La carrera profesional de Fleming estuvo dedicada a la investigación de las defensas del cuerpo humano contra las infecciones bacterianas. Su nombre está asociado a dos descubrimientos importantes: la lisozima y la penicilina. El segundo es, con mucho, el más famoso y también el más importante desde un punto de vista práctico: ambos están, con todo, relacionados entre sí, ya que el primero de ellos tuvo la virtud de centrar su atención en las substancias antibacterianas que pudieran tener alguna aplicación terapéutica.

Fleming descubrió la lisozima en 1922, cuando puso de manifiesto que la secreción nasal poseía la facultad de disolver determinados tipos de bacterias. Probó después que dicha facultad dependía de una enzima activa, la lisozima, presente en muchos de los tejidos corporales, aunque de actividad restringida por lo que se refleja a los organismos patógenos causantes de las enfermedades. Pese a esta limitación, el hallazgo se reveló altamente interesante, puesto que demostraba la posibilidad de que existieran sustancias que, siendo inofensivas para las células del organismo, resultasen letales para las bacterias. A raíz de las investigaciones emprendidas por Paul Ehrlich treinta años antes, la medicina andaba ya tras un resultado de este tipo, aunque los éxitos obtenidos habían sido muy limitados.

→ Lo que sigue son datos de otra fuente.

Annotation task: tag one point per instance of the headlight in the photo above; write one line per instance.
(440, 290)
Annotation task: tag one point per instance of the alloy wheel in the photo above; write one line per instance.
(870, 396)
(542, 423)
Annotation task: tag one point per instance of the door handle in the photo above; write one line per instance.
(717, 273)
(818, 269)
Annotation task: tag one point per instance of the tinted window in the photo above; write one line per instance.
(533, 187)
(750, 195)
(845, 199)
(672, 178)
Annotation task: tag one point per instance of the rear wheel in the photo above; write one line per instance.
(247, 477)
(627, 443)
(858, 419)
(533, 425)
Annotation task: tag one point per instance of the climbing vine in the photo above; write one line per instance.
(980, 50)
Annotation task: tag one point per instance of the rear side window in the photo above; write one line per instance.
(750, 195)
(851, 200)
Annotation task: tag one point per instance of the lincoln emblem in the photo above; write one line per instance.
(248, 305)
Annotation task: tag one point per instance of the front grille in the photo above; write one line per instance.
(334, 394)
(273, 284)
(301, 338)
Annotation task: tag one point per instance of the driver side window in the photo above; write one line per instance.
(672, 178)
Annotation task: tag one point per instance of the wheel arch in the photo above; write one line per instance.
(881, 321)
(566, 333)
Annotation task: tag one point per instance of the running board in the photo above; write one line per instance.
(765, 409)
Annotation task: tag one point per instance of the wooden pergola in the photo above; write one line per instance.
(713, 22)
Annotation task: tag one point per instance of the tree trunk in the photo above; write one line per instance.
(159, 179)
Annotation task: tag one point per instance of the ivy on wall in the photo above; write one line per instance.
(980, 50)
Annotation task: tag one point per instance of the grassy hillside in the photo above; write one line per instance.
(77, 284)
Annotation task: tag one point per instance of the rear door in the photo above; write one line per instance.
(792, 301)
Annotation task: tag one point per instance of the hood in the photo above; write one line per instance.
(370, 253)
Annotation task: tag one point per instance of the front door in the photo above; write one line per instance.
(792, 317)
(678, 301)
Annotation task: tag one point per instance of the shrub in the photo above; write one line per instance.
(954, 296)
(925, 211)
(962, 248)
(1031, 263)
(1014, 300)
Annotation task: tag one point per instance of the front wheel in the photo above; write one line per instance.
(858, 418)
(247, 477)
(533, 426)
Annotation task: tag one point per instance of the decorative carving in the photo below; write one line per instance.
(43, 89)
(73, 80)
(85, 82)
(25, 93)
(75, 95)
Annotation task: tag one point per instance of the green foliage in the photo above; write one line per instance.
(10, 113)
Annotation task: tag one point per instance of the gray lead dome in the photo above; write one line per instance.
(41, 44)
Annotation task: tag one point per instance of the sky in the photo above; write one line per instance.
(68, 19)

El descubrimiento de la penicilina, una de las más importantes adquisiciones de la terapéutica moderna, tuvo su origen en una observación fortuita. En septiembre de 1928, Fleming, durante un estudio sobre las mutaciones de determinadas colonias de estafilococos, comprobó que uno de los cultivos había sido accidentalmente contaminado por un microorganismo procedente del aire exterior, un hongo posteriormente identificado como el Penicillium notatum. Su meticulosidad le llevó a observar el comportamiento del cultivo, comprobando que alrededor de la zona inicial de contaminación, los estafilococos se habían hecho transparentes, fenómeno que Fleming interpretó correctamente como efecto de una substancia antibacteriana segregada por el hongo.

Con un cierto retraso, la fama alcanzó por fin a Fleming, quien fue elegido miembro de la Royal Society en 1942, recibió el título de sir dos años más tarde y, por fin, en 1945, compartió con Florey y Chain el premio Nobel. Falleció en Londres el 11 de marzo de 1955.